Updating the distribution from the template

In order to update an existing distribution with any potential changes in the template you can add a new git remote for the template and merge with that one while allowing for unrelated histories:

sh git remote add template https://github.com/FAIRmat-NFDI/nomad-distro-template git fetch template git merge template/main --allow-unrelated-histories

Most likely this will result in some merge conflicts which will need to be resolved.
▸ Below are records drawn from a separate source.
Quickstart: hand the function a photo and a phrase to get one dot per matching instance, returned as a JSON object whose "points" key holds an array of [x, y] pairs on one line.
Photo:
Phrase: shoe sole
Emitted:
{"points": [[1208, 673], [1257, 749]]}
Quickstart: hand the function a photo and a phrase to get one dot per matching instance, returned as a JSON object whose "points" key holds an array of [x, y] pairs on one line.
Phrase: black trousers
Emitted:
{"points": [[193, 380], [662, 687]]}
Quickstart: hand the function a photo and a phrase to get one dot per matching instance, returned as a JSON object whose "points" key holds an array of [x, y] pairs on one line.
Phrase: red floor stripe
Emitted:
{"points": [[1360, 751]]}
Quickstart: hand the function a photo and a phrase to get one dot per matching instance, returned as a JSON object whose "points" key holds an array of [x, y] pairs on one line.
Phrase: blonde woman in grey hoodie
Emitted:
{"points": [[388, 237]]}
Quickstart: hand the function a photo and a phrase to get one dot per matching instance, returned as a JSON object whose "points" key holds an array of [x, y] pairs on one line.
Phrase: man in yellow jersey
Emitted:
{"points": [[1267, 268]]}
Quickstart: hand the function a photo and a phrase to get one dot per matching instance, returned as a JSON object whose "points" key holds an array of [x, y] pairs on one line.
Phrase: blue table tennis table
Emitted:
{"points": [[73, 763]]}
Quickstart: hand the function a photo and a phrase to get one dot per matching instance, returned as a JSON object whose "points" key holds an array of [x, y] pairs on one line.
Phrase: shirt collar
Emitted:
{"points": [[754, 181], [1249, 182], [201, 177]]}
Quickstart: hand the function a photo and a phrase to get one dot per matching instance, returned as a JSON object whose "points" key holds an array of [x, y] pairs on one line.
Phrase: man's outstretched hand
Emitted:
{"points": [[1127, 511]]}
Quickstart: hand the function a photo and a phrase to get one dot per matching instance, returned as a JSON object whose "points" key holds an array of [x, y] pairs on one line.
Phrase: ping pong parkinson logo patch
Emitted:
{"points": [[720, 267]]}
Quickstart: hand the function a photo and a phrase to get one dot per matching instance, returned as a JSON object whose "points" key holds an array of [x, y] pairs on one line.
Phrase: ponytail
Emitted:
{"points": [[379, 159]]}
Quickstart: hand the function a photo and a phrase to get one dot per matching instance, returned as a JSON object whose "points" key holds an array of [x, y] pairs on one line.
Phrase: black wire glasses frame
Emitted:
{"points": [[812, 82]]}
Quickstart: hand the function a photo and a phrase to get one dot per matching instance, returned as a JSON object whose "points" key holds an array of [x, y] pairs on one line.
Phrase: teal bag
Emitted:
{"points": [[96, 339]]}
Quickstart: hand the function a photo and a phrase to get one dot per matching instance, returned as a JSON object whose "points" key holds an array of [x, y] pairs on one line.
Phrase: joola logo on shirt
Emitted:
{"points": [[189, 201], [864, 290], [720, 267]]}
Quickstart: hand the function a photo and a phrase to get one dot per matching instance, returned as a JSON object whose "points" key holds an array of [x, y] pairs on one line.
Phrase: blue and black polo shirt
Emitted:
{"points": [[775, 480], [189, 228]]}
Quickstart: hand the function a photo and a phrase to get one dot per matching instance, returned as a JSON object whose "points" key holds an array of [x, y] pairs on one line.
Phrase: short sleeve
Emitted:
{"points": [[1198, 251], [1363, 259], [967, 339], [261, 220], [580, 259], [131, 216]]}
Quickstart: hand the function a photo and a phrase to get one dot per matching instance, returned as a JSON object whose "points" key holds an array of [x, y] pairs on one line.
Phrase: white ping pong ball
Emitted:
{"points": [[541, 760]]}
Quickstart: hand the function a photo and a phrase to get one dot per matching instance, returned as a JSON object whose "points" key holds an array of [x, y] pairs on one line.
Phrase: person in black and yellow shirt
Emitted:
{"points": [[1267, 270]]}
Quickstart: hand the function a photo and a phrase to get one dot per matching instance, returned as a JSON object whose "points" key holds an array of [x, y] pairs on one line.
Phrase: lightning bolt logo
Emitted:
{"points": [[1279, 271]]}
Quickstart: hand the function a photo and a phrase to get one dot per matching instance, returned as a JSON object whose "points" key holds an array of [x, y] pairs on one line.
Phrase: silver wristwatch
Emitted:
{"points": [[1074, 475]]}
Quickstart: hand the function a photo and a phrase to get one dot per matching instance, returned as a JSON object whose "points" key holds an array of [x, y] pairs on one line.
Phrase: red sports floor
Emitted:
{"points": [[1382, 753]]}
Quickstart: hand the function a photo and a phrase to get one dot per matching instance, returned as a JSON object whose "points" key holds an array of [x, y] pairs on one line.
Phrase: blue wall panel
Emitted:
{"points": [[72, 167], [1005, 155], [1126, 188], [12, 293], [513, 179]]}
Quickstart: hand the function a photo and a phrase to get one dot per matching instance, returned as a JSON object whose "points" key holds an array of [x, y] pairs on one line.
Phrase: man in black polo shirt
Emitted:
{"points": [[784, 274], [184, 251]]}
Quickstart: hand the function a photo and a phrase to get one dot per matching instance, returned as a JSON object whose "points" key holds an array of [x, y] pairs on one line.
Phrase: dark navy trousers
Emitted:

At the very least the Dockerfile and GitHub workflows should be taken from "theirs":

sh git checkout --theirs Dockerfile git checkout --theirs .github/workflows/docker-publish.yml

The lock file merge conflicts can be resolved to use your versions instead of the template repository resolution. sh git checkout --ours uv.lock

For detailed instructions on how to resolve the merge conflicts between different version we refer you to the latest template release notes

Once the merge conflicts are resolved you should add the changes and commit them

sh git add -A git commit -m "Updated to new distribution version"

Ideally all workflows should be triggered automatically but you might need to run the initialization one manually by navigating to the "Actions" tab at the top, clicking "Template Repository Initialization" on the left side, and triggering it by clicking "Run workflow" under the "Run workflow" button on the right.

FAQ/Trouble shooting

I get an Error response from daemon: Head "https://ghcr.io/v2/AddMorePower/oasis-docker-image/manifests/main": unauthorized when trying to pull my docker image.

Most likely you have not made the package public or provided a personal access token (PAT). You can read how to make your package public in the GitHub docs here or how to configure a PAT (if you want to keep the distribution private) in the GitHub docs here.